The placement of gastrostomy tubes (such as percutaneous endoscopic gastrostomy (PEG) or radiologically inserted gastrostomy (RIG)) has been found safe in ALS patients with minimal forced vital capacity (FVC) and advanced ALS though the American Academy of Neurological Societies and the European Federation of Neurological Societies guidelines recommend PEG placement before respiratory insufficiency (FVC < 50%) [69]–[71]; it becomes recommended for patients with severe dysphagia to maintain nutritional intake and prevent aspiration. Salivary gland ligation or radiation therapy can be performed for patients with sialorrhea after the first line of treatments such as botulinum toxin and acetylcholinergic agents fail [69]–[71].

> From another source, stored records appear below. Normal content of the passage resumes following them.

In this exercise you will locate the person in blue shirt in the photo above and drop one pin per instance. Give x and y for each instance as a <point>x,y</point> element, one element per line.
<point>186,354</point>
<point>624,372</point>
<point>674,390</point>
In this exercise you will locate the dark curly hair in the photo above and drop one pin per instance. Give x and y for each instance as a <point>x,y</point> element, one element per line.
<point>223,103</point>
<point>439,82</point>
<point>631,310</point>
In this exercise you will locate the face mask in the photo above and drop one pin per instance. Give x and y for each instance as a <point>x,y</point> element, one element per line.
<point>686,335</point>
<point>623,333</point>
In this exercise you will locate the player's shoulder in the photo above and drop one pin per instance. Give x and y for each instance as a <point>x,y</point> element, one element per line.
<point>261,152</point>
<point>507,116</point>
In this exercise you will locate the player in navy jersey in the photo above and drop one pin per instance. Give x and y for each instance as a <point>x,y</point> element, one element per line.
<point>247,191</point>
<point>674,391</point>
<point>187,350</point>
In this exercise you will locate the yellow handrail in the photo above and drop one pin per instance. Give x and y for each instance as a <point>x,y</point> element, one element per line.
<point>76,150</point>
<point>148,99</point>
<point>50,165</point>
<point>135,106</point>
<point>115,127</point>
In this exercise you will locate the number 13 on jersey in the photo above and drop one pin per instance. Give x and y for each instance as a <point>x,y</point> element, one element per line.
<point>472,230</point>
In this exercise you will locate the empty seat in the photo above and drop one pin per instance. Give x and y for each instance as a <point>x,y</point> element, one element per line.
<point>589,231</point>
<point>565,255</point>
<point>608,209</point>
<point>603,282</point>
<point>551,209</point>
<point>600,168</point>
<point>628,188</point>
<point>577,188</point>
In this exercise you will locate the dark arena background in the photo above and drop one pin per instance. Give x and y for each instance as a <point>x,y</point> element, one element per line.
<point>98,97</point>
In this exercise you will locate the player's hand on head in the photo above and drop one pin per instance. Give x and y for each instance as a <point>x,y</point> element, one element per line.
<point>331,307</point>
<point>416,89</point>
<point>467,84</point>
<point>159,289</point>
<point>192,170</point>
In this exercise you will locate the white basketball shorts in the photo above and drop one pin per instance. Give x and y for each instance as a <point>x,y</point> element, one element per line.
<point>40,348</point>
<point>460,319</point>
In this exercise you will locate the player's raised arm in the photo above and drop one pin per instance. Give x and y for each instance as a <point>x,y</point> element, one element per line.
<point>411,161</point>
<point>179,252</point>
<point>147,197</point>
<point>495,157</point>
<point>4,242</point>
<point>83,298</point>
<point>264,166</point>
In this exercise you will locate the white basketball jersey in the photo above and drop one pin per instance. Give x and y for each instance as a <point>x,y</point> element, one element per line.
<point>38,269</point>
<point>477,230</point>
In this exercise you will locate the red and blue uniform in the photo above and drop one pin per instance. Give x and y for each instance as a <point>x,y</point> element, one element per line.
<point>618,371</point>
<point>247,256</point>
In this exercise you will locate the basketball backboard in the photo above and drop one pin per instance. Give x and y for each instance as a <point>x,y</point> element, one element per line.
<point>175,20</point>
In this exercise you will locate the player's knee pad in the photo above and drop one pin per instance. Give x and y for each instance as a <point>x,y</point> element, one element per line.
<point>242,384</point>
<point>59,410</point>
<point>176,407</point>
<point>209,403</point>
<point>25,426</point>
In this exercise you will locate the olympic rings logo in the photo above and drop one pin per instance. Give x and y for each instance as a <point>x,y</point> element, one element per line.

Orthopaedic interventions, including tendon releases and spinal fusions, can relieve joint contractures and spinal instabilities, thus helping to enhance comfort and facilitate posture. It is important to note that unnecessary spine surgery should be avoided for ALS patients who might have potentially been misdiagnosed with a spine condition instead of ALS. Overall, surgical interventions in ALS are largely palliative, thereby focusing on symptom relief and comfort while balancing the significant ethical and quality-of-life considerations inherent in treating a progressively debilitating disease [72].
8. Conclusions
ALS remains a devastating condition with limited treatment options. However, ongoing research into its underlying pathophysiology offers hope for future therapeutic developments. In particular, ultra-high field imaging studies may advance our knowledge on this disease by visualizing microstructural changes within the motor cortex and corticospinal tracts that are invisible on conventional 3T scanners potentially allowing us to detect early signs of upper motor neuron degeneration [73]–[75]. A better understanding of genetic factors, as well as early diagnostic methods, could lead to more personalized approaches to managing ALS, thus improving the patient's survival and quality of life.
Use of AI tools declaration
The authors declare they have not used Artificial Intelligence (AI) tools in the creation of this article.
Footnotes
Conflict of interest: The authors declare no conflict of interest.